In the manner as has been described above, the ghost removal circuit is formed by a closed loop comprising the transversal filter 1, the waveform extraction generation circuit 5, the magnification setting circuit 7 and the coefficient setting circuit 8. More specifically, it is a circuit that obtains the reference timing from the specific pattern signals in the input television signals, performs successive changing of the filter coefficients of the transversal filter 1 in accordance with error signals obtained from the reference timing and the reference signals, and performs closed loop control so that the ghost components are removed.
Both of the two examples of the conventional technology described above are configured by a feedback loop and are ghost removal circuits comprising a feed-back forward loop configured by disposing a waveform extraction circuit 2 on the input side of the transversal filter 1.
However, when there is a favorable S/N (signal to noise ratio) for the input television signals in the case of the former of the conventional apparatus and as shown in FIG. 6(a), there is a certain degree of noise removal performed by the adding & averaging processing but as shown in FIG. 6(b), in the status where the input television signals have a poor S/N, it is not possible to sufficiently suppress the noise by using only the adding & averaging circuit 3, and so it becomes impossible to correctly detect the ghost components that are included in the reference signals.

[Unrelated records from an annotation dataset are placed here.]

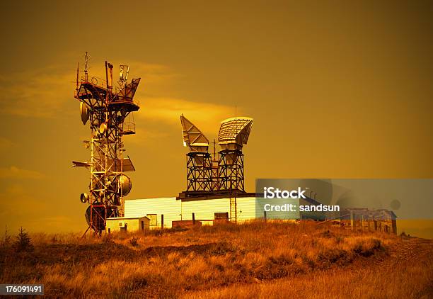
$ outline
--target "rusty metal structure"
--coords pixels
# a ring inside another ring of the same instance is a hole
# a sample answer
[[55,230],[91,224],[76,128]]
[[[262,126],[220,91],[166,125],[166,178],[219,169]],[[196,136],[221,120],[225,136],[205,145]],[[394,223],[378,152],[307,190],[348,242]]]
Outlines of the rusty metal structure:
[[190,147],[187,154],[187,191],[190,193],[212,190],[212,159],[209,140],[183,114],[180,115],[183,145]]
[[206,194],[245,193],[243,154],[253,119],[246,117],[228,118],[221,122],[218,158],[209,153],[209,140],[183,115],[180,116],[183,144],[190,147],[187,154],[187,188],[179,197],[202,196]]
[[90,150],[91,159],[72,163],[88,169],[91,174],[88,193],[80,196],[82,203],[88,204],[86,232],[100,233],[107,218],[123,215],[123,197],[131,190],[131,179],[124,173],[135,169],[129,157],[123,157],[123,137],[135,133],[132,113],[139,110],[139,103],[134,96],[140,78],[128,82],[129,68],[120,65],[119,81],[113,86],[112,64],[105,62],[104,80],[89,76],[88,61],[86,52],[84,76],[79,78],[77,69],[74,97],[80,102],[83,124],[88,123],[90,126],[90,140],[83,142]]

In addition, when pulse-type noise enters during the predetermined period that includes the reference signal, and when the waveform extraction circuit 2 extracts signals over than those of the predetermined periods and adding processing is performed in that state, a component that is not a ghost component is regarded as a ghost.
In either case, the error signals become the output from the subtractor 6 and ghost removal processing corresponding to this error data is performed to therefore cause problems with the output image.
Also, the coefficient data that are set by the coefficient setting circuit 8 in the case of the latter example of conventional technology has no band limit and so the frequency band component that has the coefficient data also has a component (high region component) other than the frequency band component that has the reference signals and there are cases where this component which is outside of the band causes the transversal filter 1 to perform erroneous filter action. In cases such as these, there is the disadvantage that the convergence to the ghost removal status is slowed.